Około 90 proc. wydatków ma być przeznaczona na pensje pracowników i nauczycieli. Budżet jest zbilansowany (to już ósmy z rzędu) i udało się to osiągnąć bez cięć dotyczących programów nauczania.
250 000 przeznaczono na szkolenia nauczycieli i wyposażenie całodziennych placówek przedszkolnych, 900 000 na sprzęt dla uczniów o specjalnych potrzebach, a 750 000 na dowóz do szkół uczniów liceów.
W szkołach regionu Dufferin-Peel uczy się około 84 000 uczniów w 149 szkołach. Kuratorium zatrudnia około 10 000 ludzi.
Szkoła - czyli dojna krowa
Toronto
Kuratorium szkół publicznych w Toronto z powodu oskarżeń o defraudację i "kradzież czasu" zwolniło 52 i ukarało dyscyplinarnie 100 pracowników obsługi budynków. Za "kradzież czasu" uznaje się niewykonanie pracy, która powinna być wykonana, a w rzeczywistości nie była.

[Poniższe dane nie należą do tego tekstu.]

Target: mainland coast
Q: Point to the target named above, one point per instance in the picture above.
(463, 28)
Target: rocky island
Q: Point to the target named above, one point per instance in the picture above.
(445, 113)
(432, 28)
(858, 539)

Decyzję podjęto w ramach walki z nadużyciami. Zainstalowano też urządzenia śledzące GPS we wszystkich pojazdach kuratorium. Aby przeciwdziałać marnowaniu czasu, postanowiono łączyć prace konserwacyjne, by pracownik, który ma je przeprowadzić, nie jeździł od szkoły do szkoły, ale mógł spędzić cały dzień w jednym miejscu.
Zwolnienia i zmiany w polityce TDSB zaczęto wprowadzać 20 miesięcy temu, kiedy to "Star" opisał, jak wiele pieniędzy marnuje się z powodu złego planowania obsługi i remontów budynków. Do kuratorium należy ponad 630 szkół.
Dodatkowo ustalono, że drobne prace (takie jak np. instalacja temperówek do ołówków czy wieszanie półek) mogą wykonywać gospodarze szkół.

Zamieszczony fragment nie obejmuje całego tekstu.